なぜ、詐欺グループからお金は戻らないのか
「そんなに簡単に隠せるものなのか」と思うかもしれません。
ですが、詐欺グループはお金を消すプロです。
- 集めた瞬間に、複数の口座を経由して分散・出金される
- 暗号資産や海外口座に移され、追跡が極めて困難になる
- 会社名・サービス名を変え、実体を意図的に消す
- 名義は他人(だまされた出し子)で、本人にたどり着けない
つまり、あなたのお金は、戻すための仕組みごと壊された状態になっています。
「取り返す」前提で動くほど、深追いして傷を広げてしまうのです。
詐欺のタイプ別|お金が戻る可能性
ひとくちに詐欺といっても、種類によって”戻る可能性”はまったく違います。
あくまで私の経験則ですが、目安をお伝えします。
- SNS型投資詐欺(海外・暗号資産)……回収はほぼ絶望的。

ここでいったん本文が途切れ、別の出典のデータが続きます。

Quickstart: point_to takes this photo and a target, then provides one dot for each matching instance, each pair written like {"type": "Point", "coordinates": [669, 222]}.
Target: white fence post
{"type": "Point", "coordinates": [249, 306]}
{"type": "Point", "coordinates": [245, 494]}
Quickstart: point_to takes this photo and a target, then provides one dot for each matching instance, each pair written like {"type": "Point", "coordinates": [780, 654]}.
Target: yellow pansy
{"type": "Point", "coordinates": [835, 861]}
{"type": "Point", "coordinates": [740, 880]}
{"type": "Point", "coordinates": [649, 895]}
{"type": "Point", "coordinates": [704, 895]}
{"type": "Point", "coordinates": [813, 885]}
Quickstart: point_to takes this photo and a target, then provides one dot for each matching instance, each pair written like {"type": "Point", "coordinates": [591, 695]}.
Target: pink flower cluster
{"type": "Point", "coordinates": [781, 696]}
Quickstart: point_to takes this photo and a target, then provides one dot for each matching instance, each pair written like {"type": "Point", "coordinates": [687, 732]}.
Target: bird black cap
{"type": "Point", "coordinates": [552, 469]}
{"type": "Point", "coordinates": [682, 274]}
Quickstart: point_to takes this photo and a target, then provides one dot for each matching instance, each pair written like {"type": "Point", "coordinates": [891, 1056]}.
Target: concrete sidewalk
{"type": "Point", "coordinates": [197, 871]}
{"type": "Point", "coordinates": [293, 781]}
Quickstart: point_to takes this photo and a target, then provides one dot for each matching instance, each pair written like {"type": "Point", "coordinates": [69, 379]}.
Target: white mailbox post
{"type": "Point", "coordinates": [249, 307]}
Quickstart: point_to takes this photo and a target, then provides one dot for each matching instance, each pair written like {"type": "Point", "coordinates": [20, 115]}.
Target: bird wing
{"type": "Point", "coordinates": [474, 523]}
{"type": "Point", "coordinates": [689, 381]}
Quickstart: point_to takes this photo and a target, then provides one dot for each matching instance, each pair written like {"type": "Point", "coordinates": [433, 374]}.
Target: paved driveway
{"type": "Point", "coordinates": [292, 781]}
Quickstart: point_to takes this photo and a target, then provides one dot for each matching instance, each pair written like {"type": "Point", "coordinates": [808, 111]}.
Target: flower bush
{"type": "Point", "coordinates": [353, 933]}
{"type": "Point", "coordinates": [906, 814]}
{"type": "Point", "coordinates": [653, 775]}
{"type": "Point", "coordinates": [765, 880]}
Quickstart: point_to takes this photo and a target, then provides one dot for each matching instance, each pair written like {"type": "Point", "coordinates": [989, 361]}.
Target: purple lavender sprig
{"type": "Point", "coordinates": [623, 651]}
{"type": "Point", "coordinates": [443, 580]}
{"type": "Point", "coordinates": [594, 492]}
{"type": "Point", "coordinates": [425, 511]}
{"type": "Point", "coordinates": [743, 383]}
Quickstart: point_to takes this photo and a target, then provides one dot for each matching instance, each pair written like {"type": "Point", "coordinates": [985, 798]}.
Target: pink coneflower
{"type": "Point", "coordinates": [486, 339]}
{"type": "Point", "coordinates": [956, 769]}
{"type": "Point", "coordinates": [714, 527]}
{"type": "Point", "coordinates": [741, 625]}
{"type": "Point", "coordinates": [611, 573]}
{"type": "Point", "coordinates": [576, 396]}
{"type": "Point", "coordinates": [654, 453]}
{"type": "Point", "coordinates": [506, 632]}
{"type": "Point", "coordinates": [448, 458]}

相手が匿名・海外で追跡困難
- 国際ロマンス詐欺……同上。送金先が海外・暗号資産で、たどり着けない
- 未公開株・ファンド型……運営に資産が残っていれば、一部戻ることも
- 国内の悪質商法(実在企業)……行政処分・返金交渉で、一部戻る可能性あり
- クレジット決済の直後……チャージバックで支払いを止められる可能性
共通して言えるのは、
「相手が匿名・海外・無資産」なら、まず戻らないということ。
自分のケースがどれに近いかを、まず冷静に見極めてください。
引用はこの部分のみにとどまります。